Take a close look: there's quite a lot happening in this random still from Currumbin this morning

This week (Sep 6 - 7)

Today’s Forecaster Notes are brought to you by Rip Curl

Make the most of Thursday morning.

We’re now past the peak of both the SE and trade swell events, and early Thursday is the only window of opportunity in the short term where we’ll see light winds. A large high in the Tasman Sea and an approaching trough of low pressure from the south will strengthen NE winds through Thursday afternoon, tending straight northerly into Friday and gaining an appreciable amount of strength - enough to bump up all but the most protected northern corners to finish the week.

Thursday should still see 2-3ft surf at most open beaches (from both sources). Although the trade swell will ease steadily into the afternoon and Friday, we’ll see a reinforcing SE swell building across Northern NSW during the day, generated by a small but punchy fetch exiting western Cook Strait today (between New Zealand’s South and North Islands). 

This should rebuild wave heights back up into the 2-3ft+ range by the afternoon, though set waves will be very inconsistent and you’ll have to find a sheltered corner for the cleanest conditions. There’s an outside chance for a period of early N/NW winds in some regions on Friday morning but I wouldn’t hold your breath. 

Friday's new SE swell will lose some size as it bends into SE Qld, though it’s a moot point anyway with the northerlies. 

This weekend (Sep 8 - 9)

Looks like a tricky weekend ahead.

The trough approaching from the south is expected to stall off the Mid North Coast into Saturday, and there’s been a few curveball upgrades in the latest model runs - which, if the trend continues - will end up delivering a punchy round of local swell and problematic winds for the first half of the weekend somewhere across the NSW coast (most likely Sydney region thru’ Mid North Coast). 

As such, we can only paint broad brush stroked for now, as local winds will dictate your surf prospects quite a bit. In any case there’ll be some underlying E/SE groundswell both days throughout Northern NSW (same source as per Friday evening; exiting western Cook Strait) with occasional sets around 2-3ft+. 

At this stage, the most likely wind outcome (given the divergent model guidance) will be freshening NW winds across all coasts Saturday, tending S’ly at some point through Saturday afternoon (Mid North Coast) and Sunday (elsewhere).

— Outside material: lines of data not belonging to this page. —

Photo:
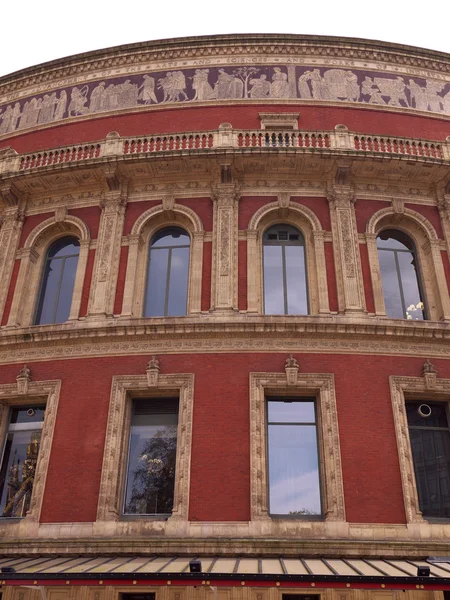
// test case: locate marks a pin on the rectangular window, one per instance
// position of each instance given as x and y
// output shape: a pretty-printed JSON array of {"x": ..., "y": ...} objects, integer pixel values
[
  {"x": 150, "y": 481},
  {"x": 430, "y": 445},
  {"x": 293, "y": 457},
  {"x": 20, "y": 454}
]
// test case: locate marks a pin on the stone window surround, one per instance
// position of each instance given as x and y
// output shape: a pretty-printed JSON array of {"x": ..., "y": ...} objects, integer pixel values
[
  {"x": 34, "y": 392},
  {"x": 321, "y": 386},
  {"x": 143, "y": 230},
  {"x": 431, "y": 269},
  {"x": 307, "y": 222},
  {"x": 32, "y": 264},
  {"x": 125, "y": 388},
  {"x": 430, "y": 388}
]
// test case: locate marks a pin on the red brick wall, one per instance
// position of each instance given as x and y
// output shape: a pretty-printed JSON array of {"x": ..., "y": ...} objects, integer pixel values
[
  {"x": 368, "y": 291},
  {"x": 201, "y": 118},
  {"x": 206, "y": 275},
  {"x": 331, "y": 277},
  {"x": 220, "y": 476},
  {"x": 242, "y": 275}
]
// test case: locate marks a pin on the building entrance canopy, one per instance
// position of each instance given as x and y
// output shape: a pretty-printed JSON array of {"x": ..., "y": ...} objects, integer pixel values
[{"x": 228, "y": 571}]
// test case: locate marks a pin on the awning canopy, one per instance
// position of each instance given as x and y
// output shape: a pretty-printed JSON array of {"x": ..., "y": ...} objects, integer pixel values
[{"x": 285, "y": 572}]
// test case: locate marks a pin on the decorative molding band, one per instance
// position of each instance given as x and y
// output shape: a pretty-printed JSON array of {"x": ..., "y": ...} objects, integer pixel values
[
  {"x": 172, "y": 336},
  {"x": 124, "y": 389}
]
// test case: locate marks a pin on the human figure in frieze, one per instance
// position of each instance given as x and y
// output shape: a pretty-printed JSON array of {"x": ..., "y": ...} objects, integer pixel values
[
  {"x": 228, "y": 86},
  {"x": 368, "y": 88},
  {"x": 303, "y": 86},
  {"x": 97, "y": 99},
  {"x": 432, "y": 89},
  {"x": 15, "y": 116},
  {"x": 78, "y": 100},
  {"x": 260, "y": 87},
  {"x": 279, "y": 87},
  {"x": 6, "y": 118},
  {"x": 147, "y": 90},
  {"x": 61, "y": 104},
  {"x": 200, "y": 83},
  {"x": 418, "y": 96}
]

The big unknown right now is whether this evolving trough for Saturday will develop into a more significant swell generating system (I’m banking it will) for Sunday. The image below shows GFS which is currently progging a rather mild event, and I expect this to be upgraded/intensified over the coming days as we draw closer to the weekend.

As a side note, I'm also expecting the weekend to show the early signs of some small distant trade swell from an enormous high pressure system way out SE of Tahiti - the fetch is really broad and long but ultimately not strong enough to generate a noteworthy swell event. It should however maintain a lengthy period of small underlying east swell for exposed beaches from about this weekend onwards into the first half of next week. 

Next week (Sep 10 onwards)

A series of modest fronts pushing into the lower Tasman Sea on Sunday should generate some small south swell for early next week. A series of much more aggressive fronts and lows in the Southern Ocean are then expected to generate larger southerly swells for the NSW coast through the latter part of next week and the following weekend.

More on this in Friday’s update. 

Comments

redmondo's picture
redmondo's picture
redmondo Friday, 7 Sep 2018 at 10:55am

There were some sick suck ups to tuck into this morning breaking off a rip bank.

thermalben's picture
thermalben's picture
thermalben Friday, 7 Sep 2018 at 11:40am

Which coast mate?

redmondo's picture
redmondo's picture
redmondo Friday, 7 Sep 2018 at 4:27pm

Sunshine beach and it was not that sick I just like the word. I did kinda sense a long distance east swell in the mix.